We’ve all seen it: the devastated face of a founder in the Shark Tank who is told their business model isn’t viable after spending hundreds of thousands of their own money on it.
It’s always a mixture of pain and horrible, horrible clarity. They knew they should have stopped, or turned, or repeated a long time ago. So why didn’t they? We tend to think of our startups as getting married or having kids: a lifelong commitment.
But really, they’re more like getting a hamster. Companies have a different life than people. Half perish within 5 years, and 96% is done in 10. The business world is a ‘when in Rome’ situation. You’ll have to adjust your timelines for the accelerated business longevity, rapid cycle through MVP, launch and failure, and start from scratch with a new idea (if you have the guts for it).
A terrible amount successful (and that’s a keyword) business leaders will give you the same old-fashioned advice: never give up. What you don’t hear – perhaps because it makes for slightly less exciting journalism – are the failed founders who tell you, “I gave up and it was probably the best decision. I lost money, but I could have lost a lot more”.
If your business is floundering, cash flow is flowing out instead of in, and you’re not getting a handle on it, it’s time to make a scary decision.
Forbidden is better than failure. But how do you know when to jump?
Don’t dive into the fallacy of sunk costs
One of our greatest shortcomings as humans is the perception that time = value is entered. That if you put a lot of energy and effort into something, it would be a waste to give it up. While you might view a failed venture as a “waste” of time and money, it doesn’t mean that continuing with the business is the right decision. The past can be written off. Write off the value of the not future time and energy that could be spent on something else.
(It’s also a bit cliche, but a failed business venture is rarely a total waste of time because of the mistakes you learn from and the people you connect with.)
Disappoint your investors faster
It’s the terrible curse of startup founders that they have to charge so much in the beginning. It’s the very definition of a stick for your own back – you need investment funds, you make huge promises to secure it, and when your startup fails, the thought of telling your investors you’ve lost their money is too much to bear. to bear.
It’s easy to see why so many founders go down the road of embezzlement, misrepresentation, and even blow through borrowed money to pretend to be in the black.
The reality is: investors are out to lose money. They don’t want to lose money, but they are well aware that they can. Losses will almost certainly feed into their broader strategy. If you don’t drag things out, they will soon be able to move on (and respect your honesty).
There are few one trick ponies
To start your first business, have the astronomical success and never have to start another business again is rare at the unicorn level. Most of the world’s fatcat founders had several failed startups under their belts before finding The One.
LinkedIn co-founder Reid Hoffman failed with SocialNet. Bezos failed with zShops, and many times with Amazon, costing the company more than once millions of dollars (Crucible, LivingSocial, Amazon Fire Phone).
The reason behind this culture of failure is that the holy grail of product-market fit (PMF, or the right product for the right people) is so hard to achieve. Most companies never do that. Many are too obsessed with the product to ask the hard questions about who actually wants it. Many neglect to get to market first (which doesn’t necessarily matter much).

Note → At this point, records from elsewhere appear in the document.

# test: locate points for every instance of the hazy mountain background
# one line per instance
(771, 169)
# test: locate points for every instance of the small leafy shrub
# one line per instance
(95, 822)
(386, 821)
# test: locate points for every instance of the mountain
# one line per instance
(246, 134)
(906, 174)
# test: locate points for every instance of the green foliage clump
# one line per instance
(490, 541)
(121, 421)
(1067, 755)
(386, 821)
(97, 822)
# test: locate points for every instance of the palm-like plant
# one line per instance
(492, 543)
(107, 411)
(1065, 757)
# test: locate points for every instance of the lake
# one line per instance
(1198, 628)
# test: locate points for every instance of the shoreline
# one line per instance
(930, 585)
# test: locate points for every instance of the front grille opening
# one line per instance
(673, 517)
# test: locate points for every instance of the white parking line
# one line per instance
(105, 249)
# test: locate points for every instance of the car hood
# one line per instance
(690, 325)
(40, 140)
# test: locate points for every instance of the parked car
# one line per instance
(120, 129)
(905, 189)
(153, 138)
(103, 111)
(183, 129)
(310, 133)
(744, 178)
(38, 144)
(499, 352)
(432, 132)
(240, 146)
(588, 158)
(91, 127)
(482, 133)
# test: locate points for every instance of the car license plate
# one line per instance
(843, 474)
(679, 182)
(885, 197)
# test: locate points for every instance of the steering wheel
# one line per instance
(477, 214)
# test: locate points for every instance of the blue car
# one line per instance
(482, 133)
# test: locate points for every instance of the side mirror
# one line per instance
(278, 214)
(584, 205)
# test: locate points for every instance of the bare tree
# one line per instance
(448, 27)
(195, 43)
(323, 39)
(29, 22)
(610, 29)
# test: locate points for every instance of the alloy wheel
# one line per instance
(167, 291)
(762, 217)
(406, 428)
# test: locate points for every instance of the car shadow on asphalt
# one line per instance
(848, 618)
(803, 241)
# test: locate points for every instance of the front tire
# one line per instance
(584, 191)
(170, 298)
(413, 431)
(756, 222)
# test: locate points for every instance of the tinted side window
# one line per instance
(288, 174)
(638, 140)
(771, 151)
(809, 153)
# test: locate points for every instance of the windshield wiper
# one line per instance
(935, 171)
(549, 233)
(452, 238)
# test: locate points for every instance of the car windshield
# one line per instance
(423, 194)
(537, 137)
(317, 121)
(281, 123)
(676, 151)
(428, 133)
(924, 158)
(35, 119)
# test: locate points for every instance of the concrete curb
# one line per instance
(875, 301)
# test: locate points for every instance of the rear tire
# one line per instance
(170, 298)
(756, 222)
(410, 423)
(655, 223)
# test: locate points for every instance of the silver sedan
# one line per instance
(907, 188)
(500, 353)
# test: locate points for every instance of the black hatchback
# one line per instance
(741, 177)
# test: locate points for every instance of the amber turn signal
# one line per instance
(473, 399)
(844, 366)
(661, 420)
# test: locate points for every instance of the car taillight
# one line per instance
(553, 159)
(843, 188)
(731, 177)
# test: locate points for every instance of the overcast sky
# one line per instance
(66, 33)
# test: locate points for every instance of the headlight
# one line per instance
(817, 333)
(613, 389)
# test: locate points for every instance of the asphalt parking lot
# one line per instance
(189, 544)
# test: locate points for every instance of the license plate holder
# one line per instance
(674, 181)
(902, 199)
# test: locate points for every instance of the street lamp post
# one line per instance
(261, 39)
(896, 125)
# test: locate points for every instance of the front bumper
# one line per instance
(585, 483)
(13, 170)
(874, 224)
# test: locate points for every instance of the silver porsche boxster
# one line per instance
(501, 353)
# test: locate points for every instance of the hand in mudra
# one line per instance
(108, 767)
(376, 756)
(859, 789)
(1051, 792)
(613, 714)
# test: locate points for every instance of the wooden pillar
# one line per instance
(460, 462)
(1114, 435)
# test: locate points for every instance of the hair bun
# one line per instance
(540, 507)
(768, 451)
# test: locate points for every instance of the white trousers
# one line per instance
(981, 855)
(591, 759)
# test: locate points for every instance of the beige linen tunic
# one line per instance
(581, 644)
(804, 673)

If you can’t find PMF, it doesn’t matter how much money you put into the business. You could be a genius inventor of a mad hatter who conjures up never-before-seen technologies, but if the market can’t be identified and the general public doesn’t want it, you’ll fail.
If you can’t find PMF, run
The best thing you can do is market an MVP. From there, throw yourself on the altar of customer feedback and repeat, repeat, repeat.
You will probably develop something totally unrecognizable from your original product. The Buddhist principle of practicing detachment fits well here. Free yourself from the emotions and beliefs that blind you to the realistic potential of your product.
Or maybe there is someone who can do it better. Passing it on can increase the potential of the idea, get you out and give someone else a chance.
Or you want to launch a very specific product that comes from a personal passion, and launch it your way. Or you want to become successful in business. Only a handful of founders can do both.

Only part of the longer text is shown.